17. Puisque la Chambre d’Appel est, selon ses propres termes, « deferential to the determinations of the Trial Chamber » lorsqu’il s’agit de questions de fait, il est particulièrement important que la partie appelante identifie explicitement si elle allègue une erreur de droit ou de fait, puisque ce n’est pas le même standard d’évaluation qui s’applique. Dans le contexte d’une évaluation d’éventuelles erreurs de fait, il n’appartient pas à la Chambre d’Appel de revenir sur des éléments factuels écartés par la Chambre de première instance, ni de substituer ses propres critères d’analyse factuelle à ceux de la Chambre de première instance.

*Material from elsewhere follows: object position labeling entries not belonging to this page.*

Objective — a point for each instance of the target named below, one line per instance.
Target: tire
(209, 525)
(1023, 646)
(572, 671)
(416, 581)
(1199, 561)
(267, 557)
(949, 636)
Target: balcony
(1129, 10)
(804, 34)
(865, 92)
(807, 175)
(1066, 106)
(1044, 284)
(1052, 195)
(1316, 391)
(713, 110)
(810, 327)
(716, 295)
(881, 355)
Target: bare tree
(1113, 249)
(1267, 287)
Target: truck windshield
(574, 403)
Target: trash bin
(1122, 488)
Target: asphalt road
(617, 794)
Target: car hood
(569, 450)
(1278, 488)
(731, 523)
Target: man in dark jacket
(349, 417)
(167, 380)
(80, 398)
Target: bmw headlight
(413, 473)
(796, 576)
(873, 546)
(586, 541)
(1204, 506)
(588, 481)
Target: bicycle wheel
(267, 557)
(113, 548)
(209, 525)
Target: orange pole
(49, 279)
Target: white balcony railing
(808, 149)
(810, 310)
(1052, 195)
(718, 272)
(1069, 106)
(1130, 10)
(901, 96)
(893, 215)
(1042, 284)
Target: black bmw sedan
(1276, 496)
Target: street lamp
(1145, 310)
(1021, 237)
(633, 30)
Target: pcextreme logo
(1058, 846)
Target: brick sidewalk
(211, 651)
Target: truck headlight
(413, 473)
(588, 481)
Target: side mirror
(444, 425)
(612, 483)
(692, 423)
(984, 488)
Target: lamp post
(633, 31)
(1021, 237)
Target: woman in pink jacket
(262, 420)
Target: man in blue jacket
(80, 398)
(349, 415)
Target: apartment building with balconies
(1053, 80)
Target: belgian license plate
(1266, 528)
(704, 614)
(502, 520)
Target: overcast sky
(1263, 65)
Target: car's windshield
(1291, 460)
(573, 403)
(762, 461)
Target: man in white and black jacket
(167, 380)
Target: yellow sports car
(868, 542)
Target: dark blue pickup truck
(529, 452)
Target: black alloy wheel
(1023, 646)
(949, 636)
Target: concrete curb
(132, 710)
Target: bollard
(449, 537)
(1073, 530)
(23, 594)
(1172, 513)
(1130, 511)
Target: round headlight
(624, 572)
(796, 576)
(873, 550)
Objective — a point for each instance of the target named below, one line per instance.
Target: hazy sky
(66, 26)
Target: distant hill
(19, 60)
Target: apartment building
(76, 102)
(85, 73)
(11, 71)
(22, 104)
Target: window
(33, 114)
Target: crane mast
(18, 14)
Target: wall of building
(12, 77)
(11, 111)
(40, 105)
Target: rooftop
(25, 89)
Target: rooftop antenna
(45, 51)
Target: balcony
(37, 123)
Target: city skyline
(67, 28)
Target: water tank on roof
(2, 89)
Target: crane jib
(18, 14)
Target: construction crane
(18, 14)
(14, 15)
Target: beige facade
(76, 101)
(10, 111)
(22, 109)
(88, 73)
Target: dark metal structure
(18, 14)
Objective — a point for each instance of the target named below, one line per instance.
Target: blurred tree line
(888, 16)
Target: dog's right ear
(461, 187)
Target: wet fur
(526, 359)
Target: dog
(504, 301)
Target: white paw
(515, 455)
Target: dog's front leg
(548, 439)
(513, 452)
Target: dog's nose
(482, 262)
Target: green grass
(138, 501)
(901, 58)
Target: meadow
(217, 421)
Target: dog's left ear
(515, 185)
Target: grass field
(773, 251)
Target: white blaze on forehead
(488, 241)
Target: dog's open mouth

18. Or, c’est pourtant ce que semble lui demander le Procureur puisqu’il présente à la Chambre d’Appel un argumentaire fondé sur des considérations factuelles qui avaient été écartées par la Chambre de première instance dans sa décision. Il ressort clairement à la lecture de son mémoire d’appel, que le Procureur reproche à la Chambre de première instance d’avoir mal apprécié les faits pour déterminer qu’il n’existait pas de « circonstances exceptionnelles ». Mais il ne peut le dire ainsi, car ce serait demander à la Chambre d’Appel de juger de novo. Il ne peut pas plus le dire sous l’angle de l’erreur de fait car l’examen de l’erreur de fait obéit à des règles précises et à un standard d’évaluation précis, celui du « deferential to the determinations of the Trial Chamber ». D’où probablement le flou que l’Accusation entretient, refusant de distinguer, sauf une fois, entre erreurs alléguées de fait ou de droit. L’utilisation de ce flou a un autre avantage : c’est de tenter de pousser les Juges d’appel à examiner sous l’angle de l’erreur de droit ce que le Procureur reproche factuellement à la Chambre de première instance, ce qui lui permet de proposer à la Chambre d’Appel des considérations factuelles alternatives sous couvert de critères juridiques alternatifs.

19. En réalité, le Procureur demande à la Chambre d’Appel de rejuger sur la base d’éléments expressément écartés par la Chambre de première instance. Ainsi, concernant le risque de fuite, le Procureur continue d’affirmer que la possibilité théorique qu’aurait une personne acquittée de se rendre dans un Etat non-partie constituerait une « circonstance exceptionnelle » justifiant de son maintien en détention, alors que la Chambre de première instance avait écarté cet argument. Ainsi encore, le Procureur continue à se référer à l’existence d’un prétendu réseau de soutien, alors que les Juges de première instance dans leur décision orale du 16 janvier 2019 avaient écarté la pertinence de cet élément factuel.